Malabed dreamed as a child of becoming an engineer, but his father was a mortician and his teenage years were spent learning the art of caring for the dead.
He tagged along in the 1960s when his father went to work each day at Clark, a then-huge US air base in the Philippines which played a key role in the Vietnam War. As thousands of dead US soldiers were brought back from Vietnam to be prepared for their journey home, "We had 30 to 40 casualties a day," Malabed said.
Malabed later married the daughter of a family that ran a chain of provincial mortuaries, and found life caring for the dead was very comfortable.
"It was not my first choice, but when I got into it I found out I was good at it," he said, adding that the pay was also reasonable.
Malabed is a devout Catholic and he prays before he starts work. But he said he never believed in ghosts, witches or evil spirits. Neither did he suffer nightmares from being with the dead alone for hours at a time in a room, armed with his hypodermic syringes and make-up kits.
Malabed's most famous client was Marcos, the dictator whose two-decade rule ended in 1986, when millions of protesters took to the streets in a "people power" revolution.
When Marcos died in exile in Hawaii in 1989 and the family wanted his body preserved for an eventual return to the Philippines, Malabed shuttled between Manila and Honolulu every month for four years to take care of the body, until the Philippine government finally allowed it to be flown to the dictator's home town of Batac.
Imelda Marcos, Ferdinand's widow, had demanded a hero's burial in Manila for her husband, but when that was rejected, Malabed pumped in special cavity fluid to make sure the body remained intact for 25 years. He put the corpse in a glass case for public exhibit at a mausoleum built at the family's provincial home, where the body remains today.
But unknown to many, Malabed also embalmed Benigno "Ninoy" Aquino, the Marcos family's arch-political foe, whose assassination at Manila airport by government forces in 1983 altered Philippine history.

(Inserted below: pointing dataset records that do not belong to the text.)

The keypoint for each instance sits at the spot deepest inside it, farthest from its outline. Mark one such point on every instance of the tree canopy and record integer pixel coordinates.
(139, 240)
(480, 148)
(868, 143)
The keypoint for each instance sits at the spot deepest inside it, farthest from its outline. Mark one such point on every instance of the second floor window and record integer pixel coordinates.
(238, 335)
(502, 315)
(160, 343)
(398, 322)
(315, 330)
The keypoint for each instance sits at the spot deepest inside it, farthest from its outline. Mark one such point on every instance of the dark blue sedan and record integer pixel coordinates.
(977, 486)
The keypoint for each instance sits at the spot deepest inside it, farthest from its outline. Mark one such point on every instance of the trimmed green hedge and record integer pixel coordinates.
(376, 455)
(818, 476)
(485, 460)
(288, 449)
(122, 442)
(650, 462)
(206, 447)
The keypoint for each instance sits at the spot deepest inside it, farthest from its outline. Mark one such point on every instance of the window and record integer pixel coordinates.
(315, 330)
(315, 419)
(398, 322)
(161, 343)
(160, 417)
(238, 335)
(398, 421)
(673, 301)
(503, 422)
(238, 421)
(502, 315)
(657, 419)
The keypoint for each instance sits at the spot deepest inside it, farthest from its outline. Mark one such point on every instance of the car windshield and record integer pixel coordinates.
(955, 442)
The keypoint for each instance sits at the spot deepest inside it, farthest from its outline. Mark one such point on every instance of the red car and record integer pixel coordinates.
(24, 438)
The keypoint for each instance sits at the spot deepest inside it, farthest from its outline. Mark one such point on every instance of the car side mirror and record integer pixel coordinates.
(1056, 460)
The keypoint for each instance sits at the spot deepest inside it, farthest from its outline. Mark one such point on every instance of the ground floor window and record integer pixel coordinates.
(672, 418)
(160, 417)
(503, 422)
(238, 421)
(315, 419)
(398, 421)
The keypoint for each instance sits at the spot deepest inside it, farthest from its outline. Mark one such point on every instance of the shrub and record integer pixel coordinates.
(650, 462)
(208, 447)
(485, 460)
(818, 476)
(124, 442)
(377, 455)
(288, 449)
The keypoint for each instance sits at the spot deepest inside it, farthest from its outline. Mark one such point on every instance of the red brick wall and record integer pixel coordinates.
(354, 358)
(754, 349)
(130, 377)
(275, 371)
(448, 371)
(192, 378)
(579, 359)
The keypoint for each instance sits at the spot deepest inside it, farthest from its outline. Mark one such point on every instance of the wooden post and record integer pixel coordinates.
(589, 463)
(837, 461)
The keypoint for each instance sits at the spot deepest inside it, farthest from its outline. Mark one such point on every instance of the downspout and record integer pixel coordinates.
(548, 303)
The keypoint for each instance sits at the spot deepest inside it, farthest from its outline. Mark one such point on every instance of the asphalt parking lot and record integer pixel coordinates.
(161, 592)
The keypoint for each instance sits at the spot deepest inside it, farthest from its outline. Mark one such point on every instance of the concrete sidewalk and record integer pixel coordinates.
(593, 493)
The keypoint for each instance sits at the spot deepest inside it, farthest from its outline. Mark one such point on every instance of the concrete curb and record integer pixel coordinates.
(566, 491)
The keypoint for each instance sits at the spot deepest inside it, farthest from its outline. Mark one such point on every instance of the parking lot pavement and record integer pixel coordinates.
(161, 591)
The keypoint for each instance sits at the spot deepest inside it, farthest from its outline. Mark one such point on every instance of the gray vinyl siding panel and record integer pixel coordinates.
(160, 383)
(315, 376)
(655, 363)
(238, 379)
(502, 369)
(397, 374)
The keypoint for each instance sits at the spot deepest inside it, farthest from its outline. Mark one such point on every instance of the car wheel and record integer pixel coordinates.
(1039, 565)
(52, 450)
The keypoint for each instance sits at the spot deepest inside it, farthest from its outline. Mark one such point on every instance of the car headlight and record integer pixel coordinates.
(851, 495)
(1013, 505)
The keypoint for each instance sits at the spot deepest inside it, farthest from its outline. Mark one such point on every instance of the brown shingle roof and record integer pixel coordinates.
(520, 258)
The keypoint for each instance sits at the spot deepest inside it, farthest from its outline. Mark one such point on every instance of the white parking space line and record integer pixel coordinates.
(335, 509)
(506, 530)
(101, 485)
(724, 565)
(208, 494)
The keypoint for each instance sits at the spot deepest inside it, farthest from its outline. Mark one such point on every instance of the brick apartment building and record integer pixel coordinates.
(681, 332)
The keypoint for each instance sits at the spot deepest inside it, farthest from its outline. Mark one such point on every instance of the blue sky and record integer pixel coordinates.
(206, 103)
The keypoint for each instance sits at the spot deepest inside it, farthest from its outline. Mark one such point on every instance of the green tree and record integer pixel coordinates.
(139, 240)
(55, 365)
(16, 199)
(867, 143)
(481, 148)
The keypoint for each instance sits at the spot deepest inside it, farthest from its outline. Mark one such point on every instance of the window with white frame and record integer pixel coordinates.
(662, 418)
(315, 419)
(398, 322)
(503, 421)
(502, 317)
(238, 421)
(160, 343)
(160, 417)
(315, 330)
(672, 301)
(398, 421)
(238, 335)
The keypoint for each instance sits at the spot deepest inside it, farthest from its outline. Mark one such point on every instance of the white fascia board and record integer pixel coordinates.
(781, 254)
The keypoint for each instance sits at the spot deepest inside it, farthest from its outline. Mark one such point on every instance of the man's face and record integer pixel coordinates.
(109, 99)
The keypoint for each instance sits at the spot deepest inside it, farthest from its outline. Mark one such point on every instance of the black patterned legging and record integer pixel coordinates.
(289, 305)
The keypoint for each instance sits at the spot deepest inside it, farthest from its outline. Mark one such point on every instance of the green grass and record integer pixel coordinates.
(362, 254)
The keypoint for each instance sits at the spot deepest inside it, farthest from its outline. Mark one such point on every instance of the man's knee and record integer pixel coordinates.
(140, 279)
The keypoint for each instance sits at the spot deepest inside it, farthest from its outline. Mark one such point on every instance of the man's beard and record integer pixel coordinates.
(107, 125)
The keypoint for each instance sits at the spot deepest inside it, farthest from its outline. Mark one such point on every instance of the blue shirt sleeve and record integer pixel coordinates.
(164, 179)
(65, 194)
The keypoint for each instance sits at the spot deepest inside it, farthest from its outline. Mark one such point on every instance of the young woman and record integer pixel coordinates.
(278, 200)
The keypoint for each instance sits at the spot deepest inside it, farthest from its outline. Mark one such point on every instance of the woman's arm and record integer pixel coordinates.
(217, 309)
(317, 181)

"I don't care about political affiliations. If anyone needs my service they just have to dial my number. I am on call 24 hours a day," Malabed said.
Other famous clients include the soft-porn actress Claudia Zobel, who died in a Manila car crash in 1984.
Malabed was reminded of his own mortality when he suffered a mild stroke last year. He is content knowing he will be in good hands when called by his creator.
"My two daughters are also licensed embalmers. They will know what to do," he said.